Atas dasar itu, Komisi II mendorong pembentukan pansel sebagai instrumen untuk menjaring kandidat terbaik yang memiliki kapasitas manajerial, pemahaman terhadap sektor pelayanan air minum, serta kemampuan memperkuat kinerja perusahaan. Kehadiran pansel juga diharapkan dapat meningkatkan kepercayaan publik terhadap proses seleksi yang berlangsung.
Sebagai perusahaan daerah, PDAM Tirta Jati tidak hanya mengemban fungsi pelayanan publik melalui penyediaan air bersih bagi masyarakat, tetapi juga memiliki peran strategis dalam memberikan kontribusi terhadap Pendapatan Asli Daerah (PAD). Karena itu, posisi direktur utama dipandang sebagai jabatan strategis yang harus diisi oleh figur yang profesional, berintegritas, dan memiliki visi pengembangan perusahaan yang jelas.

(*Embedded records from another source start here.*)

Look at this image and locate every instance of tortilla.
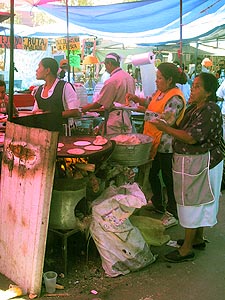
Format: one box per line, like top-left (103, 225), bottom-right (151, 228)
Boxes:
top-left (58, 143), bottom-right (65, 148)
top-left (84, 145), bottom-right (103, 151)
top-left (67, 148), bottom-right (85, 155)
top-left (73, 141), bottom-right (91, 146)
top-left (93, 135), bottom-right (108, 146)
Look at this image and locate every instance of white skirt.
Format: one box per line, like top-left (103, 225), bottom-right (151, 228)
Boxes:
top-left (177, 161), bottom-right (223, 228)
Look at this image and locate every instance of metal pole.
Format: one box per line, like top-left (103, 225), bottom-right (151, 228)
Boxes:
top-left (8, 0), bottom-right (15, 121)
top-left (180, 0), bottom-right (183, 68)
top-left (66, 0), bottom-right (70, 82)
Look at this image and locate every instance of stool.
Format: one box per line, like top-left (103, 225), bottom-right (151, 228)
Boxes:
top-left (49, 228), bottom-right (79, 275)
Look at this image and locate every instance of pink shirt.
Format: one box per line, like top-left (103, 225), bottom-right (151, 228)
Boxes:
top-left (96, 68), bottom-right (135, 109)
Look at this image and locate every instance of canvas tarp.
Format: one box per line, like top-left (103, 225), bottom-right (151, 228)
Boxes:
top-left (33, 0), bottom-right (225, 45)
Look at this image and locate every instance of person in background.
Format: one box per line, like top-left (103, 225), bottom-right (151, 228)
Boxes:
top-left (82, 53), bottom-right (135, 136)
top-left (151, 72), bottom-right (223, 263)
top-left (191, 63), bottom-right (202, 82)
top-left (174, 61), bottom-right (191, 102)
top-left (215, 58), bottom-right (225, 79)
top-left (216, 74), bottom-right (225, 138)
top-left (57, 59), bottom-right (69, 81)
top-left (127, 62), bottom-right (187, 228)
top-left (32, 57), bottom-right (81, 132)
top-left (0, 80), bottom-right (19, 117)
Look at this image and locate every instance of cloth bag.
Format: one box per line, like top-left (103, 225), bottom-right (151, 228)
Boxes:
top-left (90, 183), bottom-right (155, 277)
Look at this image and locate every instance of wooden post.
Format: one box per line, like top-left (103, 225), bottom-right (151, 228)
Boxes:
top-left (0, 122), bottom-right (58, 295)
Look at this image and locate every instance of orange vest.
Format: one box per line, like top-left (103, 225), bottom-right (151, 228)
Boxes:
top-left (143, 87), bottom-right (186, 159)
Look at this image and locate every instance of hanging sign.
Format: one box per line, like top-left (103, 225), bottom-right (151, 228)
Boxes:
top-left (0, 35), bottom-right (23, 49)
top-left (70, 54), bottom-right (80, 68)
top-left (23, 37), bottom-right (48, 51)
top-left (56, 36), bottom-right (80, 51)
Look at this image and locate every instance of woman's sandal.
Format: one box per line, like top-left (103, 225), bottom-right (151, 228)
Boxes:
top-left (177, 239), bottom-right (206, 250)
top-left (164, 250), bottom-right (195, 263)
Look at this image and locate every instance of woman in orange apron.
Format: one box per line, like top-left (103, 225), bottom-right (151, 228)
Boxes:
top-left (151, 72), bottom-right (223, 262)
top-left (127, 63), bottom-right (187, 228)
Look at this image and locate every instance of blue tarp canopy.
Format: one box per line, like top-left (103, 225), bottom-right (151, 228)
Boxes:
top-left (38, 0), bottom-right (225, 45)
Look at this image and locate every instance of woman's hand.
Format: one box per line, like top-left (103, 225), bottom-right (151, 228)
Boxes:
top-left (126, 93), bottom-right (139, 105)
top-left (147, 118), bottom-right (169, 131)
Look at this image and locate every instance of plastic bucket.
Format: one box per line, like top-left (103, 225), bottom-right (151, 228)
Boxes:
top-left (44, 271), bottom-right (58, 294)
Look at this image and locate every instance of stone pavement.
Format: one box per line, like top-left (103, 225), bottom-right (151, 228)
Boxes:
top-left (0, 191), bottom-right (225, 300)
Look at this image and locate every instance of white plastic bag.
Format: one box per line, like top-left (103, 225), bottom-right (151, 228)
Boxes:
top-left (90, 183), bottom-right (155, 277)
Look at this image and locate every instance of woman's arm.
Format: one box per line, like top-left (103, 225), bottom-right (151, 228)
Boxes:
top-left (151, 119), bottom-right (197, 145)
top-left (126, 93), bottom-right (149, 107)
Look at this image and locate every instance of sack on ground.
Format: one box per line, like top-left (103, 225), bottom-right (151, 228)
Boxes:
top-left (130, 215), bottom-right (170, 246)
top-left (90, 183), bottom-right (155, 277)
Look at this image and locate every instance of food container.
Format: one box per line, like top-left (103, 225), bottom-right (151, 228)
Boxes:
top-left (110, 133), bottom-right (152, 167)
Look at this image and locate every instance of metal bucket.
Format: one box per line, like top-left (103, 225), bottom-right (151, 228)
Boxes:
top-left (110, 134), bottom-right (152, 167)
top-left (49, 179), bottom-right (86, 230)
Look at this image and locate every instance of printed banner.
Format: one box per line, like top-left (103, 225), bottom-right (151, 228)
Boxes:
top-left (23, 37), bottom-right (48, 51)
top-left (56, 37), bottom-right (80, 51)
top-left (0, 35), bottom-right (23, 49)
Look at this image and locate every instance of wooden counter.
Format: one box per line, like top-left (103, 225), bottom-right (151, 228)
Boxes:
top-left (13, 93), bottom-right (34, 107)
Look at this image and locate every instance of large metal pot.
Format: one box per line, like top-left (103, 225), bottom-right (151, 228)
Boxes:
top-left (49, 178), bottom-right (86, 230)
top-left (110, 133), bottom-right (152, 166)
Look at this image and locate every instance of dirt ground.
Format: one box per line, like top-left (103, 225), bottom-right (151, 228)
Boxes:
top-left (0, 192), bottom-right (225, 300)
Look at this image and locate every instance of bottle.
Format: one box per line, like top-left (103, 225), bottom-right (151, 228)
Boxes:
top-left (218, 69), bottom-right (225, 85)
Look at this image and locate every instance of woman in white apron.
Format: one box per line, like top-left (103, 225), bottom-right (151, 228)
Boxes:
top-left (149, 73), bottom-right (223, 262)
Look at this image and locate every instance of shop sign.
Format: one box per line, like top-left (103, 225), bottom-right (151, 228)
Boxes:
top-left (0, 35), bottom-right (23, 49)
top-left (56, 37), bottom-right (80, 51)
top-left (23, 37), bottom-right (48, 51)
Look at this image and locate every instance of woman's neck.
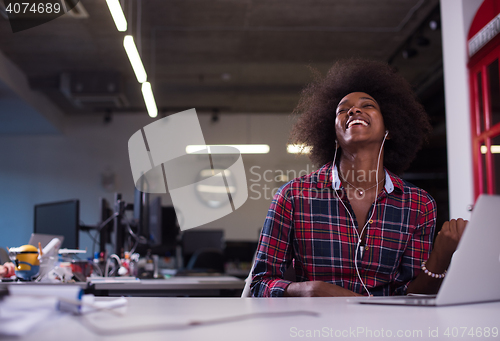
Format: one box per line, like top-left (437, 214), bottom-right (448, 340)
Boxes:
top-left (339, 149), bottom-right (385, 188)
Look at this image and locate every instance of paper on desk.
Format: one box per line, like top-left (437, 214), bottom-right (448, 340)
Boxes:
top-left (0, 285), bottom-right (127, 336)
top-left (0, 296), bottom-right (61, 336)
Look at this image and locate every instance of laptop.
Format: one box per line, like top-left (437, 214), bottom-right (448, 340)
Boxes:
top-left (28, 233), bottom-right (64, 249)
top-left (352, 194), bottom-right (500, 306)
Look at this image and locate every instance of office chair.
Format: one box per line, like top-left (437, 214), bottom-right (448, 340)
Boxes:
top-left (0, 247), bottom-right (10, 264)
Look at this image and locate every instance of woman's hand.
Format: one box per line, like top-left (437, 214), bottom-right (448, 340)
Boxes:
top-left (432, 218), bottom-right (468, 271)
top-left (285, 281), bottom-right (363, 297)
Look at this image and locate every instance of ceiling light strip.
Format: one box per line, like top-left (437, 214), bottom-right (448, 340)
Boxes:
top-left (123, 35), bottom-right (148, 83)
top-left (481, 145), bottom-right (500, 154)
top-left (141, 82), bottom-right (158, 117)
top-left (186, 144), bottom-right (271, 154)
top-left (286, 144), bottom-right (311, 154)
top-left (106, 0), bottom-right (127, 32)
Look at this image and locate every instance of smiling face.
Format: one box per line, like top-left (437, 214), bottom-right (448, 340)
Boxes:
top-left (335, 92), bottom-right (385, 148)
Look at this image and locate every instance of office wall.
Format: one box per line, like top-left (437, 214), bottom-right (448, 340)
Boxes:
top-left (0, 113), bottom-right (312, 250)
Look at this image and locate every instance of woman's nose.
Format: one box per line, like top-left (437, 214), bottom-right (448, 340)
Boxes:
top-left (347, 105), bottom-right (359, 116)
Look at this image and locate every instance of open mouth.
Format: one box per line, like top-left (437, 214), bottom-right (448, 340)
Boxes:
top-left (347, 119), bottom-right (368, 129)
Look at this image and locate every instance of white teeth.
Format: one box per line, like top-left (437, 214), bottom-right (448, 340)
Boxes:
top-left (347, 120), bottom-right (368, 128)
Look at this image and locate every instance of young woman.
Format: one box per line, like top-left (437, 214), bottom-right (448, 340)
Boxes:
top-left (251, 59), bottom-right (466, 296)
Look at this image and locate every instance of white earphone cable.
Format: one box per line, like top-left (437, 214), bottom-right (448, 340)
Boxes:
top-left (332, 131), bottom-right (388, 296)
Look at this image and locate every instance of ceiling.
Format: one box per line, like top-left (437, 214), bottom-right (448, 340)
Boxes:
top-left (0, 0), bottom-right (442, 115)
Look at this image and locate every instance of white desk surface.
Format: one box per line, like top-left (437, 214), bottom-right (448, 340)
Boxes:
top-left (6, 297), bottom-right (500, 341)
top-left (89, 276), bottom-right (245, 290)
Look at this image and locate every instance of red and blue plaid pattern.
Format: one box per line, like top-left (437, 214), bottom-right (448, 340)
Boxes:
top-left (251, 164), bottom-right (436, 297)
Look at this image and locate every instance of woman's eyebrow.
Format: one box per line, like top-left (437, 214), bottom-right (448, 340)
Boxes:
top-left (359, 97), bottom-right (378, 104)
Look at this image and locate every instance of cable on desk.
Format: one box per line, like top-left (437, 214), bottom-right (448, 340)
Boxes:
top-left (76, 310), bottom-right (320, 336)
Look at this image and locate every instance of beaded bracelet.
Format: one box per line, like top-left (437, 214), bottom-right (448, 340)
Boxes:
top-left (422, 261), bottom-right (446, 279)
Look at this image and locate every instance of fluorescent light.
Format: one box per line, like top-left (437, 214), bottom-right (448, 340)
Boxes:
top-left (186, 144), bottom-right (270, 154)
top-left (106, 0), bottom-right (127, 32)
top-left (196, 185), bottom-right (236, 194)
top-left (286, 144), bottom-right (311, 154)
top-left (123, 36), bottom-right (148, 83)
top-left (481, 145), bottom-right (500, 154)
top-left (141, 82), bottom-right (158, 117)
top-left (200, 168), bottom-right (231, 178)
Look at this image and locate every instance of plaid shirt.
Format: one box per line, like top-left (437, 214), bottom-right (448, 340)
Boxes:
top-left (251, 163), bottom-right (436, 296)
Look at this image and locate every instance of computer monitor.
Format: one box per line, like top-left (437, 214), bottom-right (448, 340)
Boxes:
top-left (149, 197), bottom-right (180, 253)
top-left (98, 198), bottom-right (113, 252)
top-left (33, 200), bottom-right (80, 249)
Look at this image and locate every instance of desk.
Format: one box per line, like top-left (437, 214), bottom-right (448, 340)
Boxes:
top-left (89, 276), bottom-right (245, 297)
top-left (4, 297), bottom-right (500, 341)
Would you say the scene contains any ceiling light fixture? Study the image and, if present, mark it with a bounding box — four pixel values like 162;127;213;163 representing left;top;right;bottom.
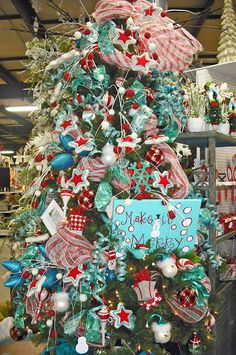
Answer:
0;150;15;155
5;105;38;112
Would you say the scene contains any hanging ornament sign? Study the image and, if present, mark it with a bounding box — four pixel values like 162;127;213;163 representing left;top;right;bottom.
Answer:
112;199;201;253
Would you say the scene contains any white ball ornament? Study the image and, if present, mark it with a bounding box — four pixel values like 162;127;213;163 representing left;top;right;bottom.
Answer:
101;120;110;130
125;198;132;206
148;43;157;51
79;293;88;302
157;257;178;278
52;292;70;312
31;267;39;276
151;322;171;344
46;319;53;328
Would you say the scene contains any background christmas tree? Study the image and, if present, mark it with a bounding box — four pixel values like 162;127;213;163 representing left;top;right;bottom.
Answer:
217;0;236;63
1;0;218;355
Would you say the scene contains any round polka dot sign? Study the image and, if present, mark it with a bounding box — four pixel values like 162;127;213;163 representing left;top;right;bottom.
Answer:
112;199;201;254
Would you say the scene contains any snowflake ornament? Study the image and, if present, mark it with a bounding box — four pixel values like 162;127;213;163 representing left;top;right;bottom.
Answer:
128;161;155;194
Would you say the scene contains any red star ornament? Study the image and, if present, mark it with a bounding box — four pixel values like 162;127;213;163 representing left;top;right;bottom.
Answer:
153;171;173;195
56;115;78;135
63;266;85;287
131;53;156;74
113;29;136;50
68;136;94;154
110;303;135;329
144;5;156;18
67;169;89;193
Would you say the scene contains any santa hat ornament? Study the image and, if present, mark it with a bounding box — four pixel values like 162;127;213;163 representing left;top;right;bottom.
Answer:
68;208;86;234
146;146;164;166
60;188;73;217
132;269;162;310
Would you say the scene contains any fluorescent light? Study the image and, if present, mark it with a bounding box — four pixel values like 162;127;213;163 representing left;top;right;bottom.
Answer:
0;150;15;155
6;105;38;112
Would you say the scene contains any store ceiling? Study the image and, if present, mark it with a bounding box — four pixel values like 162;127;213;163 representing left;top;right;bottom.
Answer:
0;0;233;150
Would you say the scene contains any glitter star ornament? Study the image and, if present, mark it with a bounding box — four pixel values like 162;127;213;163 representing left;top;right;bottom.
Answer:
67;169;89;193
110;303;135;329
68;136;94;154
153;171;173;195
131;53;156;74
63;266;84;287
113;29;136;50
56;115;78;136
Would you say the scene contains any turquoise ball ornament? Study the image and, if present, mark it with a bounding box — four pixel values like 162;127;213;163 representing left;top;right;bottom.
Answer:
49;153;74;171
59;134;74;152
4;274;25;288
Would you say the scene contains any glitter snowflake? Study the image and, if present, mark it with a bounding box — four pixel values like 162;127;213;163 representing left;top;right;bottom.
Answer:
128;161;155;194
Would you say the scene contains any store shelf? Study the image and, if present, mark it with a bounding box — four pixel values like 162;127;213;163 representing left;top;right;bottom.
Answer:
0;191;22;195
0;210;17;214
184;61;236;89
176;131;236;148
0;229;10;237
216;230;236;244
216;280;236;297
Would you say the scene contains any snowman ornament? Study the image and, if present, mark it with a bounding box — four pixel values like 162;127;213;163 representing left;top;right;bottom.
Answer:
146;314;172;344
106;250;117;282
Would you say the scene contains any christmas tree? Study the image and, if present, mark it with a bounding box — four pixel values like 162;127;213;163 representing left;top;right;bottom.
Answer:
3;0;218;355
217;0;236;63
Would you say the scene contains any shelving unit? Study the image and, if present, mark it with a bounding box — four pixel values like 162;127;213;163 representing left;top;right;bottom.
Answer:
177;131;236;355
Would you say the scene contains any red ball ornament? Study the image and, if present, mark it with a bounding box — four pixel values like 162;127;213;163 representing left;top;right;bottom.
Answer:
132;102;139;110
63;72;71;81
88;53;94;60
144;32;152;39
84;28;91;36
31;201;39;208
10;327;28;341
177;287;197;308
107;115;114;123
50;329;58;339
124;29;132;37
152;53;159;60
122;123;130;131
79;58;86;67
22;270;31;280
78;189;95;210
161;11;167;17
146;146;164;166
34;154;44;163
125;89;135;98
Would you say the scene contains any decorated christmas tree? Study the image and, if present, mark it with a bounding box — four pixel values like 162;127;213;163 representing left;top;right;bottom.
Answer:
217;0;236;63
3;0;218;355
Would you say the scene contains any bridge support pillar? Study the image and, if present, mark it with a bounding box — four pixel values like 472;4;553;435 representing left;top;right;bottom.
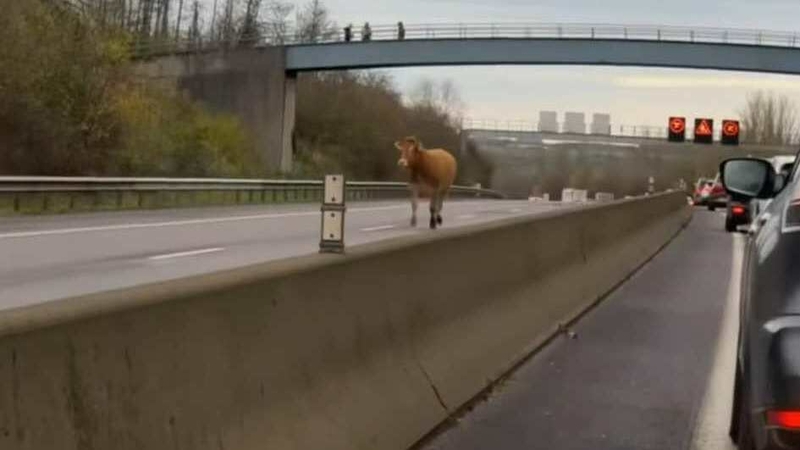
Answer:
135;47;297;175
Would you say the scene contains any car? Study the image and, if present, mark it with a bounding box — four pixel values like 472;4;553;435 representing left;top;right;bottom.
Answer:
694;174;728;211
720;152;800;450
750;155;796;227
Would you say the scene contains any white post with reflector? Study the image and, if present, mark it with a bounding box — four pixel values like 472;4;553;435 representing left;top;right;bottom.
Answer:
319;175;347;253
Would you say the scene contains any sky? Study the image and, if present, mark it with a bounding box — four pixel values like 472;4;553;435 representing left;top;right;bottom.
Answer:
276;0;800;126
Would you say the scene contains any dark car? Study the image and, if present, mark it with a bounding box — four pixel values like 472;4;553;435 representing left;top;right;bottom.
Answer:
720;153;800;450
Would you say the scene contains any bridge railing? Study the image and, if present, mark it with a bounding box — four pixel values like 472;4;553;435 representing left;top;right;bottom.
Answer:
132;23;800;57
0;176;504;214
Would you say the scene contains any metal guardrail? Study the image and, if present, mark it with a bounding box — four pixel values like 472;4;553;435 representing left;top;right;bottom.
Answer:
0;176;504;213
132;23;800;56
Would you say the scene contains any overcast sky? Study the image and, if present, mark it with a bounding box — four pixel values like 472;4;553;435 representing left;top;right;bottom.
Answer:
274;0;800;126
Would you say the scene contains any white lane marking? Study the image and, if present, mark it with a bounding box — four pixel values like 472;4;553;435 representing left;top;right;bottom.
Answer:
361;225;395;231
0;205;407;239
690;233;744;450
147;247;225;261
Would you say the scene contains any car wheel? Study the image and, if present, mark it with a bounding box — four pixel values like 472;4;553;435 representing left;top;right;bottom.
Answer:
736;387;756;450
725;218;736;233
728;364;742;444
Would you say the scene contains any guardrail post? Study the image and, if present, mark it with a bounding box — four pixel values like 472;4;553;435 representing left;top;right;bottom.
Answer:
319;175;347;253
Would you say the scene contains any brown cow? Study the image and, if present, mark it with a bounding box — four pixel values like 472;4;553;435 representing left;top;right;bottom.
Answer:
394;136;457;229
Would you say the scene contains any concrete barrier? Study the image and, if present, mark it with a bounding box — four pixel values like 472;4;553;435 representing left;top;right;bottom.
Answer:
0;193;691;450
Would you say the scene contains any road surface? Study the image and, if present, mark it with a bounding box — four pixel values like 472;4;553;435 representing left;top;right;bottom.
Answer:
423;210;743;450
0;199;565;310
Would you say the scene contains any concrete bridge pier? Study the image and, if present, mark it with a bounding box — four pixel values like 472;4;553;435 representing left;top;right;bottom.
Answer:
136;47;297;172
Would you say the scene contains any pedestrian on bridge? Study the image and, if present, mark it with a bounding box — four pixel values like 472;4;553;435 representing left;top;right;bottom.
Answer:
361;22;372;41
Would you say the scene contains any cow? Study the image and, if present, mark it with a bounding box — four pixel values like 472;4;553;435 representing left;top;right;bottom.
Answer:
394;136;458;230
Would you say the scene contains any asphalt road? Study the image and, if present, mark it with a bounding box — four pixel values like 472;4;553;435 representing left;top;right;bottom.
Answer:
424;210;743;450
0;199;565;310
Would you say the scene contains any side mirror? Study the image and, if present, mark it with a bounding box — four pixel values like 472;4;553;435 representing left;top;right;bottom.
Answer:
719;158;776;198
774;173;786;194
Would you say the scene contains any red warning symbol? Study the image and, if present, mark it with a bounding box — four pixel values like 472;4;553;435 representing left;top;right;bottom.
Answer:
722;120;739;136
669;117;686;134
694;119;712;136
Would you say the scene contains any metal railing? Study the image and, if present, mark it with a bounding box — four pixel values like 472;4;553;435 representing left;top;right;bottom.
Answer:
132;23;800;56
0;176;504;213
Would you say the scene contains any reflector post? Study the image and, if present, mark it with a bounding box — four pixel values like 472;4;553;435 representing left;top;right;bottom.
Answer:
668;117;686;142
319;174;347;253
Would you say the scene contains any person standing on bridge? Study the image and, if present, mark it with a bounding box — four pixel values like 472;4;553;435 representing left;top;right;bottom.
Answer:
344;24;353;42
361;22;372;41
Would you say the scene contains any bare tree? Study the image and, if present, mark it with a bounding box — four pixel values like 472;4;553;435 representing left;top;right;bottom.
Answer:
297;0;337;43
409;77;464;124
239;0;262;45
740;91;799;145
265;0;294;45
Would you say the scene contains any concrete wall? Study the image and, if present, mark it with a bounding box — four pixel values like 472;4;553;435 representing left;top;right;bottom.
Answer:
136;47;296;172
0;193;691;450
539;111;559;133
563;112;586;134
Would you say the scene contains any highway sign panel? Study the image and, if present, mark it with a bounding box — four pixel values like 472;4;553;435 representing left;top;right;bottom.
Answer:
722;120;741;145
694;119;714;144
669;117;686;142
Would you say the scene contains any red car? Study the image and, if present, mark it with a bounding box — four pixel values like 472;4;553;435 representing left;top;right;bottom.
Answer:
694;175;728;211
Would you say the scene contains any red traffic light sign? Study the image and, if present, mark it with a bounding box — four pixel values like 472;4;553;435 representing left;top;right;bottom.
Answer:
722;120;741;145
694;119;714;144
669;117;686;142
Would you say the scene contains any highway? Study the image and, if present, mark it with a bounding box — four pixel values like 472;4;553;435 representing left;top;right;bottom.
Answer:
423;210;743;450
0;199;574;309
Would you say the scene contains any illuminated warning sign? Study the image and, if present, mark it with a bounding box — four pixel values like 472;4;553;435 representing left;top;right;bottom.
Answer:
722;120;740;145
669;117;686;142
694;119;714;144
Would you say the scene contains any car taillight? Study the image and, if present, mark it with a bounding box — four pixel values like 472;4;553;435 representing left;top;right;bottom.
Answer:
767;411;800;429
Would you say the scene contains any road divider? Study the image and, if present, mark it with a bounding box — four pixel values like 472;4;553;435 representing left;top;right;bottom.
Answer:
0;193;691;450
0;176;503;215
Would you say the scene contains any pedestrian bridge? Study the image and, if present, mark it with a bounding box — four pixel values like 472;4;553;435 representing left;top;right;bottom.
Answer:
286;24;800;74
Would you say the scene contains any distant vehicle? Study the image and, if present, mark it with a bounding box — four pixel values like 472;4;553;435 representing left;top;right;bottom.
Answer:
694;174;728;211
720;153;800;450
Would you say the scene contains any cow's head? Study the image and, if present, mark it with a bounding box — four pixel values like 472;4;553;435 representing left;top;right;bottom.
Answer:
394;136;422;167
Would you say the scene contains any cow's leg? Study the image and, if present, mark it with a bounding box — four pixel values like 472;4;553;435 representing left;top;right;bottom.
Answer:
411;184;419;227
430;191;439;230
436;190;447;225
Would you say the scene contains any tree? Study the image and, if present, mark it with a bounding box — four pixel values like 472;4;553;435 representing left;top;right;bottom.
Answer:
297;0;337;43
740;91;799;145
265;1;294;45
239;0;262;45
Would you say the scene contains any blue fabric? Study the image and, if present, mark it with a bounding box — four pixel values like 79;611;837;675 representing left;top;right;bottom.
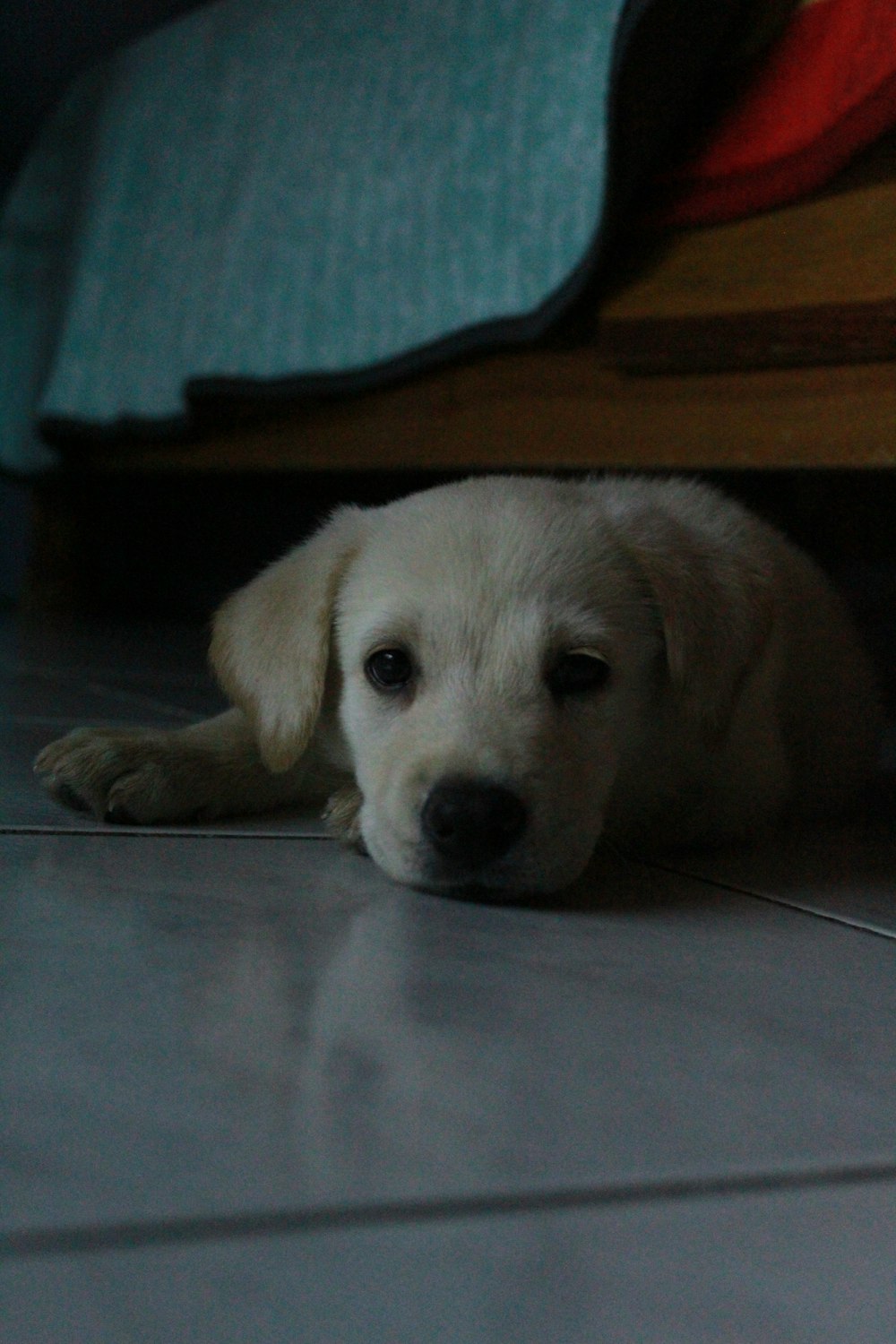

Rapat yang digelar Komisi II DPRD Kabupaten Cirebon tersebut merupakan bagian dari pelaksanaan fungsi pengawasan DPRD terhadap penyelenggaraan pemerintahan daerah. Melalui forum itu, DPRD berharap proses pergantian kepemimpinan di lingkungan BUMD dapat berlangsung lebih terencana, transparan, dan akuntabel, sekaligus mencerminkan penerapan prinsip meritokrasi dalam tata kelola pemerintahan dan pengelolaan perusahaan daerah.